Robins Award Winners from College

April 18, 2016

Emily Lund, Graduate Student Researcher of the Year

Emily Lund

One of her research topics is interpersonal violence and trauma, particularly as it relates to individuals with disabilities.  She has published papers on:

  • Factors that predict interpersonal violence
  • How university campuses educate students on sexual violence
  • Bullying and peer victimization among elementary-age children with disabilities
  • The relation between trauma and later self-injury and suicide in people with disabilities
  • The perceived acceptability of suicide for people with disabilities.

Emily’s research on this last topic revealed some extremely important and deeply disturbing information – suicide was seen to be more acceptable for people with disabilities.  And this was the case even when she asked people with disabilities.

Emily’s research is as prolific as it is important.

  • She is an author on 46 peer reviewed articles
  • She is first author on 16 of these and second author on nine
  • In 2015 alone, she published seven peer reviewed paper and had 8 more in press.

It is extremely rare for a graduate student to conduct such important research and it is equally rare for one to publish this tremendous volume of research.  So, a graduate student who does both must be considered rare at p < .001.  No question – Emily Lund is statistically significant with a very large effect size.

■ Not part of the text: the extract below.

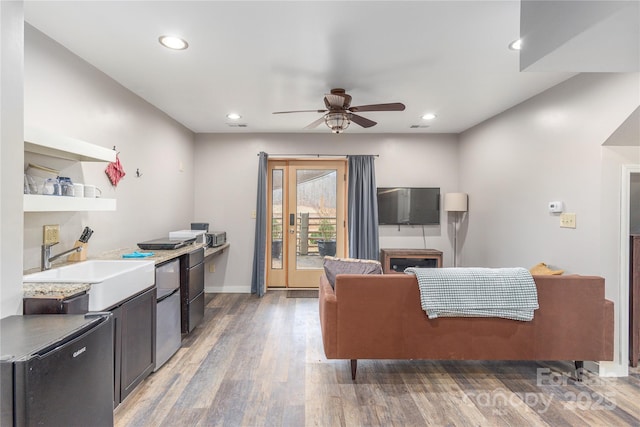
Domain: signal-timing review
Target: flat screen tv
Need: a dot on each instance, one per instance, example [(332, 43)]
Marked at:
[(408, 206)]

Emily Lund is a wonderfully appropriate recipient of the Graduate Student Researcher of the Year Award.  Her research is both important and prolific.  As a doctoral student in Disabilities Disciplines she has developed lines of research at a level that is expected of faculty members.

Caitlin Hengge, Undergraduate Student Researcher of the Year

Caitlin Hengge

Caitlin Hengge is graduating in May 2016 with her BS in Human Movement Science. Prior to her sophomore year, Caitlin’s interest in human health and aging connected her with the Motor Rehabilitation and Learning Lab, directed by Dr. Sydney Schaefer in the Department of Health, Physical Education and Recreation. Over the next three years, she became involved in every aspect of the lab’s research on how older adults learn and adapt everyday motor skills even when they might be experiencing age-related cognitive changes. Caitlin worked tirelessly on finding new ways to recruit participants, mentor other students in the lab, and improve lab productivity. Her leadership, innovation, and maturity have enabled her to easily transition to the federally-funded position of research coordinator for the lab, a role typically filled by scientists with advanced graduate or clinical degrees.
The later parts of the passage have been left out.